How to Add a Label in Gmail (And Actually Use Them Well)

Gmail labels are one of the most underused organizational tools in email. Unlike traditional folders, labels work more like tags — meaning a single email can carry multiple labels at once, giving you far more flexibility in how you organize your inbox. Here's a complete breakdown of how to create and apply labels, plus the variables that determine whether a simple or more advanced setup makes sense for you.

What Gmail Labels Actually Are

Before diving into the steps, it helps to understand what makes labels different from folders. In most email clients, moving a message to a folder removes it from your inbox and puts it in one place. Gmail labels don't move messages — they tag them. An email labeled "Work" and "Urgent" still appears in your inbox and shows up when you click either label in the sidebar. This non-destructive, multi-tag approach is more powerful but does require a small shift in thinking.

Labels appear as colored tags next to email subjects in your inbox, and as clickable categories in the left-hand sidebar.

How to Create a Label in Gmail (Desktop)

The full label creation process is only available on desktop — either in a browser or the Gmail web app.

Step 1: Open Gmail Settings Click the gear icon (⚙️) in the top-right corner, then select "See all settings".

Step 2: Go to the Labels Tab Click the "Labels" tab at the top of the Settings page. This shows all existing labels and gives you the option to create new ones.

Step 3: Create a New Label Scroll to the bottom of the Labels tab and click "Create new label". Enter a name, and optionally nest it under an existing label (more on that below).

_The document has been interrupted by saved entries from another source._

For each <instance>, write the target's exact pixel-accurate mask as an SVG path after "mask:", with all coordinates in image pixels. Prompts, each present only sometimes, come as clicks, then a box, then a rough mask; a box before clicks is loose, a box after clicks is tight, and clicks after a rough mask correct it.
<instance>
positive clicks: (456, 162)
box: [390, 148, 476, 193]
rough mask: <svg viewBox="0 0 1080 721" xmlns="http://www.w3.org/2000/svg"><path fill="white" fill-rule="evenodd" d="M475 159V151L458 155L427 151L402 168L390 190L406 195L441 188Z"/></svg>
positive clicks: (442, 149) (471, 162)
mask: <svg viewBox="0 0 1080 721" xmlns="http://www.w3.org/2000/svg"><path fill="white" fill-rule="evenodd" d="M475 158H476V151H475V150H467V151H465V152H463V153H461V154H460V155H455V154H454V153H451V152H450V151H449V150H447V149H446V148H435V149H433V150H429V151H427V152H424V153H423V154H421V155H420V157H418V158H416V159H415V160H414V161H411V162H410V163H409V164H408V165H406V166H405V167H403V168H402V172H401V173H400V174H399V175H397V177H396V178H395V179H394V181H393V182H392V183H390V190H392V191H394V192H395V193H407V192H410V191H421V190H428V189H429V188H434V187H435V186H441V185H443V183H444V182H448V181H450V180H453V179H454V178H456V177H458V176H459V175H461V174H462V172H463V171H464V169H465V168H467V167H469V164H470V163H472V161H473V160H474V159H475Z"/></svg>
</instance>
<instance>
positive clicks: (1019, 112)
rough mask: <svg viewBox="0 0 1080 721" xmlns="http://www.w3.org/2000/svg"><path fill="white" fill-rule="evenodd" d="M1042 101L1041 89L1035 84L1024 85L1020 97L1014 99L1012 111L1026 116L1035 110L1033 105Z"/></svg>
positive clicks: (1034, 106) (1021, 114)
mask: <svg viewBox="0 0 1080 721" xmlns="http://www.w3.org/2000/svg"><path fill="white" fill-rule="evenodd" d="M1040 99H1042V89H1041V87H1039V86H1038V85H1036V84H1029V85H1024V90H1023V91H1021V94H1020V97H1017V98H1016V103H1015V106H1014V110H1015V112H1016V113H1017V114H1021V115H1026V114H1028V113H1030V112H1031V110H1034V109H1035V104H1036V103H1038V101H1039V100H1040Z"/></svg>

Alternative shortcut: In the left sidebar, scroll down past your existing labels and click "Create new label" if that option is visible — or hover near the label section and look for the + icon.

How to Apply a Label to an Email

Creating a label is only half the job. You still need to apply it to messages.

From the inbox: Select one or more emails using the checkbox, then click the label icon (it looks like a tag) in the toolbar above your message list. Check the labels you want to apply and click "Apply".

From inside an open email: Click the label icon in the top toolbar, or use the "More" (three-dot) menu and select "Label as."

Using filters (automated labeling): This is where labels become genuinely powerful. Go to Settings → Filters and Blocked Addresses → Create a new filter. Set your criteria (sender, subject keyword, etc.) and choose "Apply the label" as the action. Every matching email will be labeled automatically — no manual sorting required.

How to Add a Label on Gmail Mobile

The Gmail mobile app (iOS and Android) lets you apply existing labels to emails, but you cannot create new labels from the app. Label management is desktop-only.

To apply a label on mobile:

  • Open the email
  • Tap the three-dot menu (top-right)
  • Select "Label"
  • Choose from your existing labels

This limitation matters if you're primarily a mobile user — you'll need to plan your label structure from a desktop session first.

Nested Labels: Folders Within Labels

Gmail supports nested labels, which function like subfolders. For example:

Parent LabelNested Label
WorkWork/Projects
WorkWork/Invoices
PersonalPersonal/Travel
PersonalPersonal/Receipts

To nest a label, check "Nest label under" when creating it and choose the parent. This helps when you have a high volume of labeled email and want a cleaner sidebar hierarchy.

Label Colors and Visibility

You can assign colors to labels for quick visual scanning — right-click any label in the sidebar and select "Label color". Color-coding is especially useful when you're triaging a busy inbox and want to spot priority categories instantly. 🎨

You can also control whether a label appears in the sidebar, in your message list, or both — or hide it entirely while keeping it functional for search and filtering.

Factors That Shape How You'll Use Labels

This is where individual setup starts to matter. A few key variables affect how useful labels will be for any given person:

  • Email volume: Light email users may only need two or three labels. High-volume inboxes — especially for anyone managing multiple projects, clients, or teams — benefit significantly from filters combined with labels.
  • Gmail account type: Personal Gmail accounts and Google Workspace (formerly G Suite) accounts have the same label functionality, but Workspace admins can sometimes restrict certain settings.
  • Workflow habits: Labels paired with Gmail's "Skip the Inbox" filter action (which archives emails as they arrive and applies a label) can essentially recreate a folder-style system if that's your preference.
  • Use of third-party tools: If you use Gmail integrations like CRM tools, help desk software, or productivity apps, some of those tools interact with or generate labels automatically — worth knowing before you build an elaborate manual system.
  • Multiple email addresses: If you manage multiple Google accounts, labels are entirely separate across accounts — there's no cross-account label sharing.

Searching by Label

Once labeled, emails are easy to find. In the Gmail search bar, type label:labelname (replacing spaces with hyphens for multi-word labels) to pull up every tagged message instantly. This becomes especially useful when labels are applied consistently over time and your archive grows.

How elaborate your label system should be — whether a handful of broad categories or a detailed nested hierarchy with color codes and automated filters — depends entirely on how you use email day to day, what you're tracking, and how much upfront setup you're willing to invest for long-term payoff.